被告人の自白を唯一の証拠として有罪とし、起訴されていない犯罪事実を余罪として実質上処罰したとの違憲主張が欠前提とされた事例
憲法31条,憲法38条3項,憲法39条
判旨
余罪を量刑の資料として考慮することは、それが実質的に未追起訴の犯罪事実を処罰する趣旨でない限り、憲法31条等の規定に違反しない。
問題の所在(論点)
起訴されていない余罪を量刑の資料として考慮することが、憲法31条(適正手続きの保障)や刑罰の原則に反し、許容されるか。
規範
被告人の余罪を量刑の資料として考慮することは可能であるが、起訴されていない犯罪事実を認定して実質上これを処罰する趣旨で考慮することは、適正手続き(憲法31条)の観点から許されない。あくまでも、被告人の性格、経歴、犯罪の動機、態様等の情状を推知するための資料として考慮するにとどめるべきである。
重要事実
被告人が起訴された犯罪事実について有罪判決を受けた際、判決において余罪に関する記述が含まれていた。弁護人は、これが自白のみを証拠とした認定であること、および起訴されていない余罪を実質的に処罰する趣旨で量刑に反映させたものであるとして、憲法31条、38条3項、39条違反を理由に上告した。
あてはめ
原判決の内容を精査すると、第一審判決が被告人の自白のみを唯一の証拠として有罪とした事実は認められない。また、原判決の判文上、未起訴の犯罪事実を認定してこれを実質的に処罰する趣旨で量刑の資料に供した形跡も認められない。したがって、適正な量刑判断の範囲内での情状考慮にとどまっていると判断される。
結論
被告人の余罪を実質的に処罰する趣旨で量刑に考慮したものではないことが明らかであるため、憲法違反等の主張は前提を欠き、上告を棄却する。
実務上の射程
司法試験の答案上では、量刑における余罪考慮の限界(「実質的処罰」の禁止)を示す規範として引用する。あてはめでは、単なる性格・情状の評価に止まっているか、あるいは当該余罪の刑責まで負わせるような重い量刑となっていないかを検討する際に用いる。
事件番号: 昭和55(あ)1262 / 裁判年月日: 昭和55年12月24日 / 結論: 棄却
【結論(判旨の要点)】起訴されていない犯罪事実を量刑の資料に供することは、実質的に当該事実を処罰する趣旨でない限り、憲法31条および39条に違反しない。 第1 事案の概要:被告人が起訴された犯罪事実以外の事実(余罪)が原判決において認定され、それが量刑の資料に供された。これに対し弁護人が、起訴されていない事実を量刑上の…

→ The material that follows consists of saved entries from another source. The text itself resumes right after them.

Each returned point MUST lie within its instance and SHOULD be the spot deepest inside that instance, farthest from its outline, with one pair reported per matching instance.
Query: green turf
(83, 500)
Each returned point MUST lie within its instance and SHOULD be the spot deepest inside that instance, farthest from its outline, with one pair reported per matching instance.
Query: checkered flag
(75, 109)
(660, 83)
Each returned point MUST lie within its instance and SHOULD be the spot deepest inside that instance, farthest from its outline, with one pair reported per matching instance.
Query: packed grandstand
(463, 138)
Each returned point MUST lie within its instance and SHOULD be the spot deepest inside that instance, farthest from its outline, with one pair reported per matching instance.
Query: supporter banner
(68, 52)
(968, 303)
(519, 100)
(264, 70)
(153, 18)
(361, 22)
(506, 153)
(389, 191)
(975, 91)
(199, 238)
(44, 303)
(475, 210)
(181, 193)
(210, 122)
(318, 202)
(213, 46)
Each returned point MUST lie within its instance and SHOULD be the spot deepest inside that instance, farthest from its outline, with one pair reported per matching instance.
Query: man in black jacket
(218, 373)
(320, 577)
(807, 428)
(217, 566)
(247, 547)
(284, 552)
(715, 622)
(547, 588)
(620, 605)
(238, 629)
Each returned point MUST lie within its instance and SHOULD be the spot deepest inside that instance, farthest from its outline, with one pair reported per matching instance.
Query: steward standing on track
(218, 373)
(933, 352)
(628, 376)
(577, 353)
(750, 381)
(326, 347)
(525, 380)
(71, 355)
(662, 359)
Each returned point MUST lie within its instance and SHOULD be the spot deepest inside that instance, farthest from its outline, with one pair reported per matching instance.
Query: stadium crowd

事件番号: 昭和53(あ)2243 / 裁判年月日: 昭和54年9月14日 / 結論: 棄却
【結論(判旨の要点)】被告人の自白のみでいわゆる余罪を認定した場合であっても、それが実質的に当該余罪を処罰する趣旨で量刑の資料に用いられたものでない限り、憲法31条および38条3項に違反しない。 第1 事案の概要:被告人が起訴事実以外の余罪についても自白しており、原審はその自白に基づいて余罪の存在を認定した上で、量刑の…
事件番号: 昭和49(あ)1185 / 裁判年月日: 昭和49年9月11日 / 結論: 棄却
【結論(判旨の要点)】未決の余罪を量刑の資料として考慮することは、実質的に当該余罪を処罰する趣旨でない限り、憲法31条に違反せず許容される。 第1 事案の概要:被告人の刑事裁判において、第一審裁判所が被告人の余罪を量刑の資料として用いた。弁護人は、これが実質的に余罪を処罰するものであるとして、憲法31条(適正手続)違反…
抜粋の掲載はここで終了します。